A company wants to predict the sale prices of houses based on available historical sales data. The target variable in the company’s dataset is the sale price. The features include parameters such as the lot size, living area measurements, non-living area measurements, number of bedrooms, number of bathrooms, year built, and postal code. The company wants to use multi-variable linear regression to predict house sale prices. Which step should a machine learning specialist take to remove features that are irrelevant for the analysis and reduce the model’s complexity?
A. Plot a histogram of the features and compute their standard deviation. Remove features with high variance.
B. Plot a histogram of the features and compute their standard deviation. Remove features with low variance.
C. Build a heatmap showing the correlation of the dataset against itself. Remove features with low mutual correlation scores.
D. Run a correlation check of all features against the target variable. Remove features with low target variable correlation scores.

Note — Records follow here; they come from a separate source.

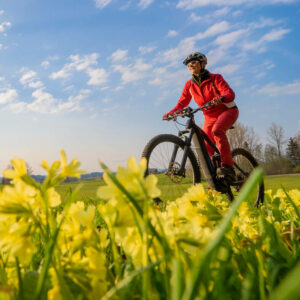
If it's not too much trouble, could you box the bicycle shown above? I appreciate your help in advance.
[142,102,264,207]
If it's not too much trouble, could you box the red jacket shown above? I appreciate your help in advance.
[168,73,236,119]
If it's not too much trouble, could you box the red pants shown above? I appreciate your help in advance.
[203,108,239,167]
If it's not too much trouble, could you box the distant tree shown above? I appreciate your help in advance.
[295,133,300,147]
[267,123,285,157]
[227,122,263,161]
[286,137,300,166]
[264,144,278,163]
[26,163,34,177]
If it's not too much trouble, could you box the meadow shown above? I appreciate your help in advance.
[0,154,299,300]
[55,173,300,202]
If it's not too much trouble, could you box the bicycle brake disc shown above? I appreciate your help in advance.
[166,162,184,184]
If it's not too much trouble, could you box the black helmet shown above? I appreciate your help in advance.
[183,52,207,66]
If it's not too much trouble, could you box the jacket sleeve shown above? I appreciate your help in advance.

Explanation: Feature selection is the process of reducing the number of input variables to those that are most relevant for predicting the target variable. One way to do this is to run a correlation check of all features against the target variable and remove features with low target variable correlation scores. This means that these features have little or no linear relationship with the target variable and are not useful for the prediction. This can reduce the model’s complexity and improve its performance.

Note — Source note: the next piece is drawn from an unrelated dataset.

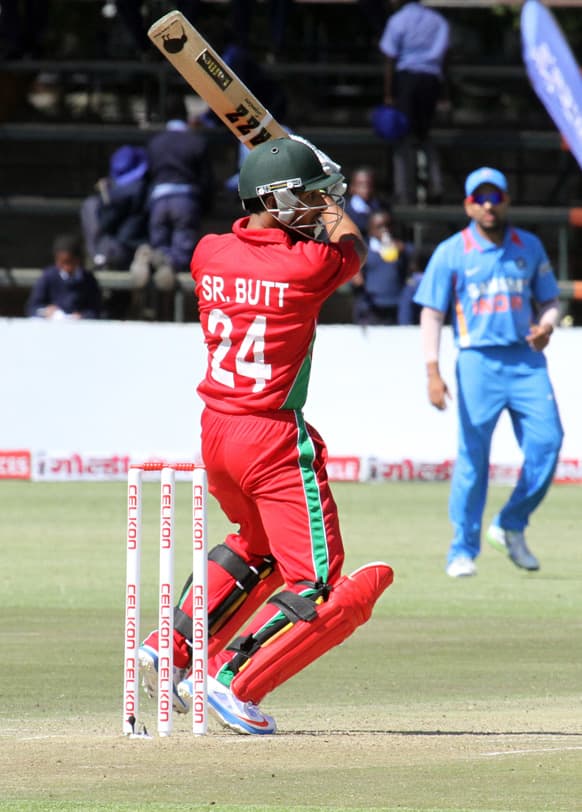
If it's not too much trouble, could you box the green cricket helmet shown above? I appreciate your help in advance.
[238,137,344,200]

An interactive online dictionary wants to add a widget that displays words used in similar contexts. A Machine Learning Specialist is asked to provide word features for the downstream nearest neighbor model powering the widget. What should the Specialist do to meet these requirements?
A. Create one-hot word encoding vectors.
B. Produce a set of synonyms for every word using Amazon Mechanical Turk.

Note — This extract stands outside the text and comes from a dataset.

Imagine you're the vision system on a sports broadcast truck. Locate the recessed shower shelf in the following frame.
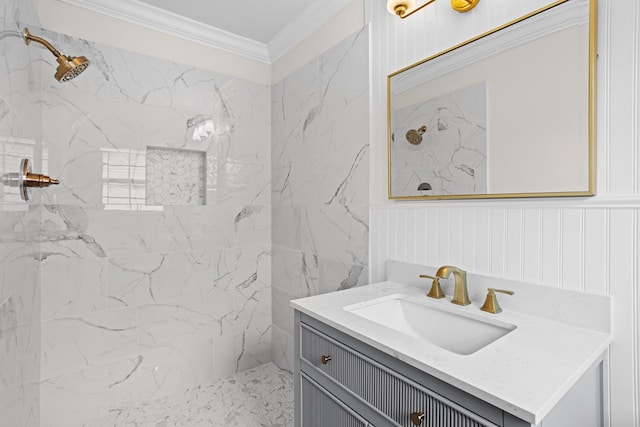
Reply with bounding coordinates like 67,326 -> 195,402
145,146 -> 206,206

C. Create word embedding factors that store edit distance with every other word.
D. Download word embedding’s pre-trained on a large corpus.
Explanation: Word embeddings are a type of dense representation of words, which encode semantic meaning in a vector form. These embeddings are typically pre-trained on a large corpus of text data, such as a large set of books, news articles, or web pages, and capture the context in which words are used. Word embeddings can be used as features for a nearest neighbor model, which can be used to find words used in similar contexts. Downloading pre-trained word embeddings is a good way to get started quickly and leverage the strengths of these representations, which have been optimized on a large amount of data. This is likely to result in more accurate and reliable features than other options like one-hot encoding, edit distance, or using Amazon Mechanical Turk to produce synonyms.
A technology startup is using complex deep neural networks and GPU compute to
recommend the company’s products to its existing customers based upon each customer’s
habits and interactions. The solution currently pulls each dataset from an Amazon S3
bucket before loading the data into a TensorFlow model pulled from the company’s Git
repository that runs locally. This job then runs for several hours while continually outputting
its progress to the same S3 bucket. The job can be paused, restarted, and continued at
any time in the event of a failure, and is run from a central queue.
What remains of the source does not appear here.